Kur'an-ı Kerim ve Türkçe Meali Sayfa 387
14. Mûsâ erginlik, yiğitlik çağına-onsekiz yaşına girip olgunlaşınca, biz ona, hikmete dayalı hükümranlık, yargı ve icra yetkisi, şeriat ve ilim verdik. İşte iyiliği, iyi niyetleri, dinin, ahlâkın ve kamu vicdanının emirlerini, devamlı davranışlarına, ilişkilerine, görevlerine, hayatlarına yansıtan, samimiyetle ibadet eden, aktif olarak iyiliğe, iyi uygulamaya, iyileştirmeye örnek olan, işlerinde mükemmellik, dürüstlük ve başarı için dikkat harcayan, hayırlı icraatlar, kalıcı hizmetler yapan müslüman önderleri, idarecileri ve müslümanları biz böyle mükâfatlandırırız.

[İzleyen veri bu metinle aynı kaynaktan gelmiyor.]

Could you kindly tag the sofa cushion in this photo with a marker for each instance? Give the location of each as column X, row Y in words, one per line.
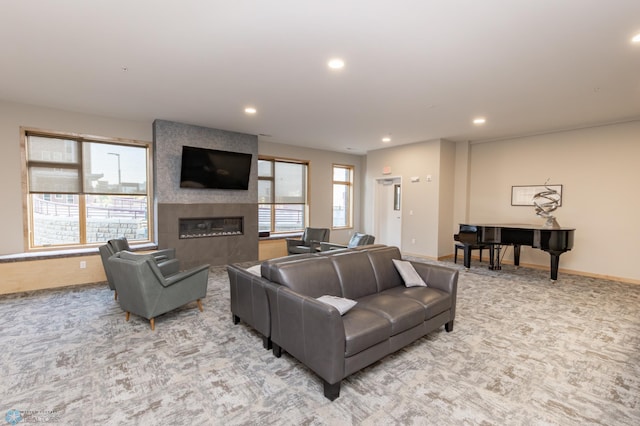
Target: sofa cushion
column 381, row 260
column 313, row 277
column 402, row 312
column 355, row 273
column 266, row 267
column 408, row 274
column 342, row 304
column 364, row 328
column 433, row 300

15. Mûsâ, idarecilerin, halkın farkına varamayacakları bir sırada şehre girdi. Orada iki kişinin kavga ettiklerini gördü. Şu kendi tarafındandı. Öteki de düşman tarafından. Kendi kabilesinden olan, düşman tarafından olana karşı Mûsâ’dan yardım istedi. Mûsâ da, ötekine yumruk vurma durumunda kaldı, ölümüne sebep oldu. Bunun üzerine: 'Bu şeytanın işidir. O düşmandır, insanı başına buyruk hale getirerek, hak yoldan uzaklaştıran, dalâleti, bozuk düzeni, helâki tercihine imkân sağlayandır.' dedi.

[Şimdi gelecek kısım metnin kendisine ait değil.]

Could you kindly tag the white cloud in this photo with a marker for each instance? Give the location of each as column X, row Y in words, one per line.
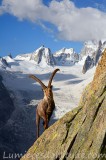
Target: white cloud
column 72, row 23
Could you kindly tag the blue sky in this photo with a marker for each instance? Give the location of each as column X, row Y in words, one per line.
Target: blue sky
column 23, row 32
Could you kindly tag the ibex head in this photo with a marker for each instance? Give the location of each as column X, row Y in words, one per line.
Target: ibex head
column 46, row 89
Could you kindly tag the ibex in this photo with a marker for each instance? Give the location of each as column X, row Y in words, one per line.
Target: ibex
column 46, row 106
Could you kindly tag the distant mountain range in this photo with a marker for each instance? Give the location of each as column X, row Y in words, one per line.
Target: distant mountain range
column 88, row 57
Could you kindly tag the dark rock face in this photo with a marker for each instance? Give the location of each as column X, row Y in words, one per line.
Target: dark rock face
column 17, row 125
column 81, row 133
column 93, row 57
column 6, row 109
column 89, row 63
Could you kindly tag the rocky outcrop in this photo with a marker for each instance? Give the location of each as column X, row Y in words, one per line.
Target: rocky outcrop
column 81, row 133
column 6, row 109
column 89, row 63
column 93, row 53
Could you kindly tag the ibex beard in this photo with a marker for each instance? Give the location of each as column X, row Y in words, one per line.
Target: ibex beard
column 46, row 106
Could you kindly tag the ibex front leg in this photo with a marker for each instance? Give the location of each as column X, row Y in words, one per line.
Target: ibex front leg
column 37, row 123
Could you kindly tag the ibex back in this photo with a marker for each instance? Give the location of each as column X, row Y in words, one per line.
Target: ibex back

16. Mûsâ: 'Rabbim, bir insan öldürmekle kendime zulmettim, kendime haksızlık ettim. Beni bağışla' dedi. Allah Mûsâ’yı bağışladı, affetti. O çok bağışlayıcı, engin merhamet sahibidir.
17. 'Rabbim, bana ihsan ettiğin nimetlere, affına, öğrettiğin ilme ve şeriatına andolsun ki, artık nesilleri yok etme suçu işleyen, kavgacılara, âsilere, suçlulara arka çıkmayacağım.' dedi.
18. Şehirde korku içinde etrafı gözetleyerek sabahladı. Bir de ne görsün, dün kendisinden yardım isteyen kimse, feryad ederek yine kendisinden yardım istiyor. Bu sefer Mûsâ ona: 'Anlaşılıyor ki, sen, besbelli bir azgınsın' dedi.
19. Mûsâ, ikisine de düşman olan adamı sarsarak yakalamak isteyince, adam: 'Ey Mûsâ, dün birini öldürdüğün gibi, beni de mi öldürmek istiyorsun? İlle de, bu ülkede gücüne karşı konulmayan bir zorba olmayı mı arzuluyorsun? Arabulucu olmayı, ortalığı yatıştırmayı istemiyor musun?' dedi.
20. Şehrin öbür ucundan, Firavun’un sarayından (mü’min) bir adam koşarak geldi. 'Ey Mûsâ, devlet büyükleri, seni öldürmek için aralarında müzakere yapıyorlar, çık git. İnan ki, ben senin iyiliğini isteyenlerdenim' dedi.
21. Mûsâ korka korka, etrafı gözetleyerek şehirden çıktı. 'Rabbim, inkâr ile, isyan ile, baskı, zulüm ve işkenceyle temel hak ve hürriyetleri, Allah yolunu, Allah yolundaki faaliyetleri engelleyen, insanları köleleştirmekte devam eden zâlim, müşrik bir kavimden beni kurtar' dedi.